Why is stephen hawkings in hell? He couldnt get his wheelchair up the stairway to heaven
Why are quantum physicists so poor at sex?
Because when they find the position, they can't find the momentum, and when they have the momentum, they can't find the position.
What did Steven Hawkins wife say to him having sex ? Your wheelie good at this
Why does Steven hawkings only do one liners?
Cause he can’t do stand up
How did Stephen Hawking make it up the stairway to heaven?
Well, he didn’t; they invented an elevator.
What did stephen hawking see before he died?
The blue screen of death
What sound did stephen hawking make when he died power off
Two hydrogen atoms walk into a bar.
One turns to the other and says, "I think I've lost my electron."
The other asks, "Are you sure?"
"Yes," the first says, "I'm positive!"
What did Stephen Hawking get for his B-Day?
Chocolate arm.
How did Stephen Hawking die?
His core i5 Overheated. XD
Why was Stephen Hawking always bullied?
Because he couldn’t stand up for himself.

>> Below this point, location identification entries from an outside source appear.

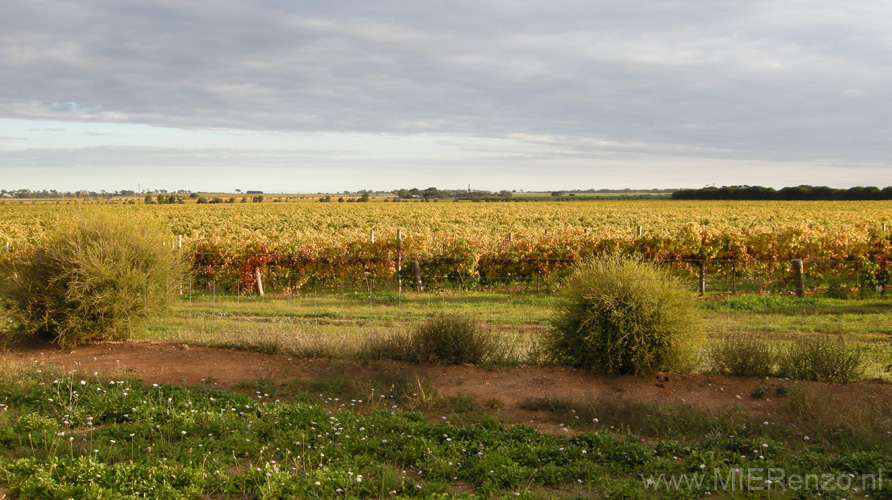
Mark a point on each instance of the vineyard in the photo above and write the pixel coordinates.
(470, 244)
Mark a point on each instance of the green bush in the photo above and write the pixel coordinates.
(742, 355)
(99, 279)
(625, 316)
(822, 359)
(451, 338)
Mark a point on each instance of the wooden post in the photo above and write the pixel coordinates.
(258, 283)
(799, 277)
(734, 277)
(702, 277)
(416, 275)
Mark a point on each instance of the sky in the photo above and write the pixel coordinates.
(306, 96)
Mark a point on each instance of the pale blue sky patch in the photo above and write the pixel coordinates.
(328, 96)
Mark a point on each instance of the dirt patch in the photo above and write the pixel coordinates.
(504, 389)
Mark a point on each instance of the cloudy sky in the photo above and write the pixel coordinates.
(308, 96)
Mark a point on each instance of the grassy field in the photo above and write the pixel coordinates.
(76, 436)
(73, 435)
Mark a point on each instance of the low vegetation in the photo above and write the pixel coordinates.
(99, 279)
(625, 316)
(76, 436)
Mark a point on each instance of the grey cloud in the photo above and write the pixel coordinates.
(773, 80)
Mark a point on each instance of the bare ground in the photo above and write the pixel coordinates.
(504, 389)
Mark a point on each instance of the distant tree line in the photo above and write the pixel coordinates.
(806, 193)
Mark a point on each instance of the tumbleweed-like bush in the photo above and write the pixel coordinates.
(623, 315)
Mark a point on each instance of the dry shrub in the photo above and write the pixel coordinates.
(626, 316)
(98, 279)
(742, 355)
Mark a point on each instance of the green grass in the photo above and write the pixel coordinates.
(336, 325)
(65, 436)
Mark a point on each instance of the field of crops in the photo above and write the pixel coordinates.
(294, 242)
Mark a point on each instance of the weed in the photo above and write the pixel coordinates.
(623, 315)
(822, 359)
(451, 338)
(749, 355)
(98, 279)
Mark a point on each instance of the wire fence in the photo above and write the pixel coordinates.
(320, 309)
(275, 273)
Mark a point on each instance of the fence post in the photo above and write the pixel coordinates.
(416, 274)
(799, 277)
(258, 283)
(702, 277)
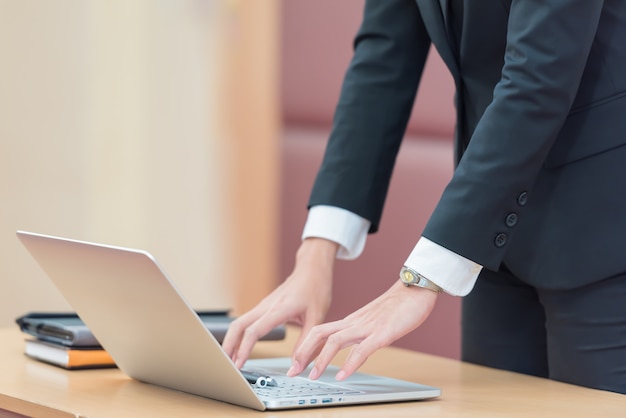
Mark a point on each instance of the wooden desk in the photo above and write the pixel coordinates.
(35, 389)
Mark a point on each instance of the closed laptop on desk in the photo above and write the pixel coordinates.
(154, 335)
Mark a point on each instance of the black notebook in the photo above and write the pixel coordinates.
(68, 329)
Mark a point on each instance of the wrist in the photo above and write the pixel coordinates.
(317, 251)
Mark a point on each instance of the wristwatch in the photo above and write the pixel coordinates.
(410, 277)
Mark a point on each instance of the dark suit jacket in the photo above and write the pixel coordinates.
(541, 130)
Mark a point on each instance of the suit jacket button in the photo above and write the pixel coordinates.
(511, 219)
(500, 240)
(522, 198)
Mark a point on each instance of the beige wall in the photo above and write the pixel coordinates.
(112, 130)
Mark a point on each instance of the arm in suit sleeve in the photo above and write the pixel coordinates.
(548, 44)
(373, 110)
(454, 274)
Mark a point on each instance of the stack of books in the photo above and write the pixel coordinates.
(68, 357)
(63, 339)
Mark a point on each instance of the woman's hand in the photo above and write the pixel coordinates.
(378, 324)
(303, 298)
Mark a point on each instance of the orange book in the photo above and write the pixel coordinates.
(68, 357)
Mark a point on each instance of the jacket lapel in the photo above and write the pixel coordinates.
(434, 15)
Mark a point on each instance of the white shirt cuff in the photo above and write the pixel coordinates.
(338, 225)
(455, 274)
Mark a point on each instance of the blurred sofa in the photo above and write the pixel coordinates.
(316, 49)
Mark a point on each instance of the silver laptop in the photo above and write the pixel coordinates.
(155, 336)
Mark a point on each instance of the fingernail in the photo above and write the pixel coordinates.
(294, 369)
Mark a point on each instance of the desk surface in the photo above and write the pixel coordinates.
(35, 389)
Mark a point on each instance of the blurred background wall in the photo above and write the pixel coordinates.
(147, 123)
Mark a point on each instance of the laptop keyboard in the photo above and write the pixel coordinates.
(296, 387)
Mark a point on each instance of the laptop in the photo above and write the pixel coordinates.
(156, 337)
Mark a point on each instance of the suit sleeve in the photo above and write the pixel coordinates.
(373, 110)
(548, 43)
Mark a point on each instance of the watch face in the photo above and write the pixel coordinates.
(406, 276)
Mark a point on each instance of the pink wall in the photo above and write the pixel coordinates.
(317, 47)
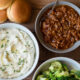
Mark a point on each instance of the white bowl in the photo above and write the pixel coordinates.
(39, 33)
(13, 25)
(72, 64)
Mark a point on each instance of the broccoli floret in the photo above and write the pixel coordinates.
(41, 77)
(65, 68)
(62, 73)
(55, 66)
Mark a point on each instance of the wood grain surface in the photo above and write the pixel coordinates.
(44, 53)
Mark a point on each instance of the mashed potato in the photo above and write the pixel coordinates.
(17, 53)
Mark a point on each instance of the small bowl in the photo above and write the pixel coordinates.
(72, 64)
(39, 33)
(13, 25)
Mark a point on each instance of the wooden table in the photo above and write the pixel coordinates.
(44, 53)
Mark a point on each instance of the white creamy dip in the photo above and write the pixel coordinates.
(17, 53)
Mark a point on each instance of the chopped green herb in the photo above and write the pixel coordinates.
(2, 46)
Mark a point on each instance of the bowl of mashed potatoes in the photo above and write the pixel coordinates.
(19, 52)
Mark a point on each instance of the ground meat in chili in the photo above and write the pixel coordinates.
(62, 28)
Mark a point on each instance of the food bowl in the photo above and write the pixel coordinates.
(39, 33)
(72, 64)
(13, 25)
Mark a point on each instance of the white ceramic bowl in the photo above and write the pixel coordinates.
(72, 64)
(39, 33)
(13, 25)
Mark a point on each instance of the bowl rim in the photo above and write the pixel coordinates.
(75, 7)
(53, 59)
(23, 28)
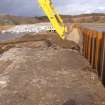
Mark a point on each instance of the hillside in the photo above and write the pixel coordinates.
(15, 20)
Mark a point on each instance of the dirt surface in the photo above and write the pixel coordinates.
(44, 72)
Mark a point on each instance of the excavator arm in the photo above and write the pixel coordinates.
(54, 17)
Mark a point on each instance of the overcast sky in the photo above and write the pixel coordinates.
(68, 7)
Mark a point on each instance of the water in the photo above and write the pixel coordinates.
(9, 36)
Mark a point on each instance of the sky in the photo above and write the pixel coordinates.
(66, 7)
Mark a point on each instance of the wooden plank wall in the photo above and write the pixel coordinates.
(94, 50)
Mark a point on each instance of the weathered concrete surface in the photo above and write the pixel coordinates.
(38, 73)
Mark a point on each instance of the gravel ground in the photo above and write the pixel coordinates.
(41, 73)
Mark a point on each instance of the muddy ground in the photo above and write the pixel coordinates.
(45, 70)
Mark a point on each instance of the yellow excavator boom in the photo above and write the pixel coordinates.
(54, 17)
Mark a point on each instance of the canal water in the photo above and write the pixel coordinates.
(9, 36)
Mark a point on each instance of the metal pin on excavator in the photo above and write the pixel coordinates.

I wonder if Stephen Hawking has ever watched Avengers: Endgame... Oh wait, he can't.
An chemist, a physicist, and a mathematician are stranded on an island when a can of food rolls ashore.
The chemist and the physicist come up with many ingenious ways to open the can. Then suddenly the mathematician gets a bright idea: "Assume we have a can opener..."
What was Stephen Hawking's name before he got his disease?
Stephen Walkins.
How did Stephen Hawking die? Because he didn't charge his batteries
God, I miss Stephen Hawking.
He was brainier than Kurt Cobain's ceiling.
What did Stephen hawkings computer say when he died ?? .... ERROR
A physicist, an engineer and a programmer were in a car driving over a steep alpine pass when the brakes failed. The car was getting faster and faster, they were struggling to get round the corners and once or twice only the feeble crash barrier saved them from crashing down the side of the mountain. They were sure they were all going to die, when suddenly they spotted an escape lane. They pulled into the escape lane, and came safely to a halt.
The physicist said, "We need to model the friction in the brake pads and the resultant temperature rise, see if we can work out why they failed."
The engineer said, "I think I've got a few spanners in the back. I'll take a look and see if I can work out what's wrong."
The programmer said, "Why don't we get going again and see if it's reproducible?"
1 "Knock knock."
2 "Who's there?"
1 "Interrupting physicist."
2 "Interrupting who?"
1 "Muon!!!"
What’s the opposite of Stephen Hawking? Stephen walking.